Ma petite revue de presse

Publié le par François Ihuel

 

Le maitre du monde et ceux

qui voudraient sa place

 

Trump, Poutine… et l’invisible Xi Jinping (Image ChatGPT à ma demande)

Trump, Poutine… et l’invisible Xi Jinping (Image ChatGPT à ma demande)

Quand le vacarme cache le silence qui agit

On pourrait croire que le sort du monde repose sur deux hommes : Donald Trump d’un côté, Vladimir Poutine de l’autre, c’est du moins ce que les médias occidentaux semblent vouloir nous faire croire, à grands renforts de “scoops”, d’alertes info, de flashs en boucle, toujours les mêmes visages, toujours les mêmes tensions et toujours la même obsession.

Mais où est passée la Chine dans ce grand théâtre mondial ? Ce silence n’est pas une absence, il est stratégique. Le bruit comme diversion, le silence comme stratégie

L’Occident adore les figures spectaculaires : le tweet ravageur de Trump, les rodomontades de Poutine, les clashs diplomatiques, les menaces à peine voilées… Ces récits sont faciles à vendre.
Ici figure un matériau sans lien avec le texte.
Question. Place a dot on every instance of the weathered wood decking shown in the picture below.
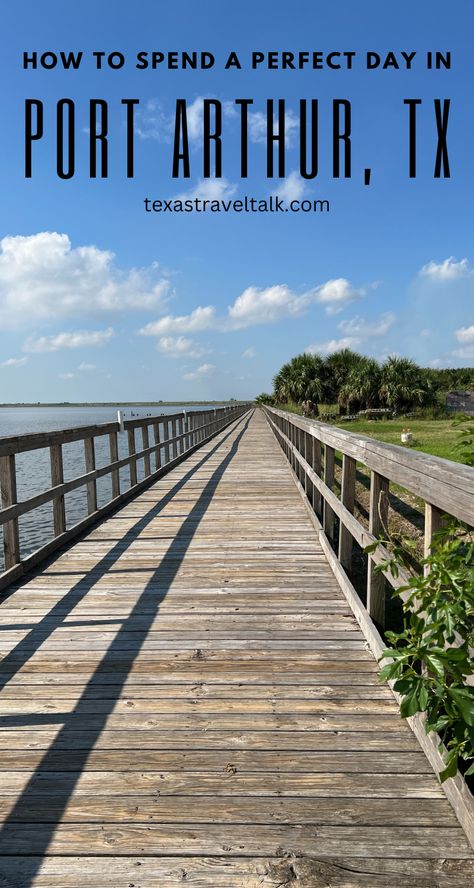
(187, 700)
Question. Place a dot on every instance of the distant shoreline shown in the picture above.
(67, 404)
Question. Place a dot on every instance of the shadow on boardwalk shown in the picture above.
(32, 805)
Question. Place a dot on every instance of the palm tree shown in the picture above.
(404, 384)
(362, 386)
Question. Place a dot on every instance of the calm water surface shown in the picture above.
(33, 469)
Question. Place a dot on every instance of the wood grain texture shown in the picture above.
(188, 699)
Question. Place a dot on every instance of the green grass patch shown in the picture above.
(434, 436)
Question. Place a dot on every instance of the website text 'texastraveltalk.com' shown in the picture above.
(272, 204)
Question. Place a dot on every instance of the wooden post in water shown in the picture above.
(173, 435)
(89, 456)
(57, 477)
(156, 438)
(166, 432)
(348, 500)
(146, 458)
(11, 537)
(378, 520)
(131, 452)
(115, 474)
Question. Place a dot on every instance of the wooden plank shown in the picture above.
(446, 484)
(232, 840)
(91, 487)
(188, 680)
(146, 458)
(11, 539)
(348, 501)
(328, 515)
(106, 871)
(378, 524)
(131, 453)
(57, 477)
(115, 474)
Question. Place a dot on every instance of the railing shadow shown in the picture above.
(31, 823)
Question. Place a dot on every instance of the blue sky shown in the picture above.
(100, 300)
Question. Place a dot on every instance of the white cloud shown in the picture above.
(14, 362)
(258, 305)
(202, 318)
(337, 293)
(210, 189)
(42, 275)
(466, 353)
(75, 339)
(332, 345)
(266, 306)
(178, 347)
(359, 327)
(449, 270)
(465, 334)
(292, 188)
(201, 372)
(257, 125)
(153, 122)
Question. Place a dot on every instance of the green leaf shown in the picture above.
(464, 701)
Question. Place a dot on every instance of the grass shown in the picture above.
(434, 436)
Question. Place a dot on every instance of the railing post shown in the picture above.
(131, 453)
(57, 477)
(316, 465)
(173, 435)
(307, 481)
(89, 456)
(146, 458)
(328, 514)
(11, 537)
(166, 433)
(348, 500)
(115, 473)
(156, 438)
(378, 520)
(434, 520)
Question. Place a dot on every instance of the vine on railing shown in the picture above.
(431, 659)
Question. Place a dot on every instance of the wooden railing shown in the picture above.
(447, 488)
(174, 437)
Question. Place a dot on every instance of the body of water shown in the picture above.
(33, 468)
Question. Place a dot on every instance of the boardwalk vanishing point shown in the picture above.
(187, 699)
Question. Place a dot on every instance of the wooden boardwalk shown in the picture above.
(187, 700)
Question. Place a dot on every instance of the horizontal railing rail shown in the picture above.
(447, 488)
(174, 437)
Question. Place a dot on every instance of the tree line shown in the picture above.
(355, 382)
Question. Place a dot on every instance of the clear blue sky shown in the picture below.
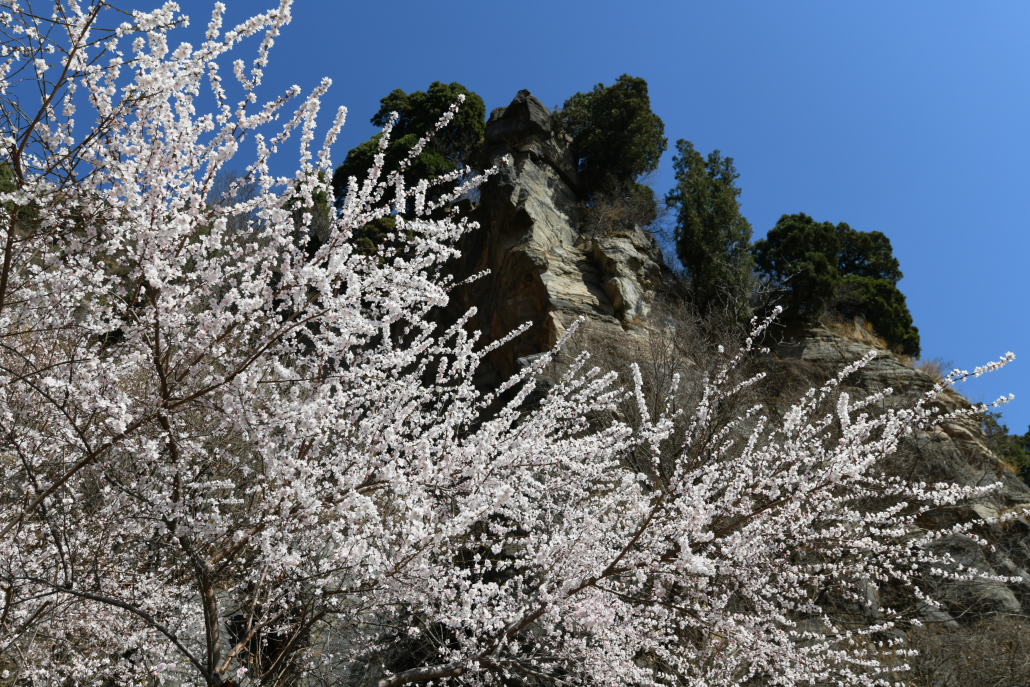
(905, 117)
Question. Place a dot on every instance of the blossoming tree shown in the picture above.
(230, 459)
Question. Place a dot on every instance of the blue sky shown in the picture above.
(910, 118)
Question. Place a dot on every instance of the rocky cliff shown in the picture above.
(543, 269)
(546, 269)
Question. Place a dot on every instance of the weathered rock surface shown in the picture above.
(547, 271)
(543, 270)
(957, 452)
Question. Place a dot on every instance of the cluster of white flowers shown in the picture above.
(221, 455)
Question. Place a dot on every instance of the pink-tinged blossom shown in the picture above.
(210, 435)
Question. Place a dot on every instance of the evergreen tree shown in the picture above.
(853, 273)
(801, 253)
(713, 239)
(616, 139)
(458, 144)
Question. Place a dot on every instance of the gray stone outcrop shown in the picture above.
(543, 269)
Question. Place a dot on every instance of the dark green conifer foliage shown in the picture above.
(882, 305)
(866, 254)
(826, 267)
(713, 239)
(802, 253)
(616, 138)
(459, 143)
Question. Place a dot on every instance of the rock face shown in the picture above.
(543, 270)
(547, 270)
(954, 452)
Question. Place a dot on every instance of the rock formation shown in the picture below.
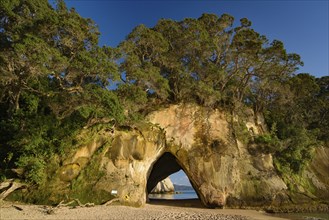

Ils nourrissent l’inquiétude et captent l’attention.

Mais pendant ce temps, Xi Jinping avance sans bruit, sans drame, sans besoin de plaire ni de convaincre, il n’a pas besoin de monopoliser l’actualité, il préfère monopoliser l’avenir.

La Chine ne joue pas le même jeu, elle ne cherche pas à dominer par la force immédiate, elle infiltre, elle construit, elle investit.

Pendant que l’Occident gesticule la Chine devient la première puissance économique mondiale (en parité de pouvoir d’achat) elle domine la production industrielle mondiale, elle tisse des partenariats sur plusieurs continents (Asie, Afrique, Amérique du Sud) et déploie des réseaux technologiques, commerciaux, énergétiques, bien au-delà des projecteurs médiatiques

Et surtout elle le fait sans fracas, pas de grandes annonces, pas de déclarations enflammées, juste une stratégie patiente, silencieuse, profonde.

Le silence, une sagesse millénaire

En Chine le silence n’est pas une faiblesse, c’est un pouvoir, là où l’Occident parle pour exister la Chine agit pour durer, il n’y a pas d’agitation pour occuper l’espace, il y a une présence diffuse, constante, presque imperceptible.
Une manière d’être là sans être vu, de construire l’avenir pendant que les autres commentent le présent. 

Une avance invisible… mais réelle.

On a longtemps regardé la Chine comme une usine géante, une masse de main-d’œuvre soumise, un système opaque et archaïque, mais ce regard était — et reste souvent — biaisé par notre propre ignorance.

La Chine n’a jamais cessé d’être une civilisation avancée au sens le plus large du terme.
Bien avant nous elle maîtrisait l’impression, la poudre noire, la médecine par les plantes, les mathématiques appliquées, l’urbanisme hydraulique, et surtout l’art de la patience stratégique.

Ce que nous appelons aujourd’hui "modernité" n’est qu’un fragment éphémère, la Chine, elle, pense en siècles, et c’est peut-être ce que nous avons le plus de mal à admettre. 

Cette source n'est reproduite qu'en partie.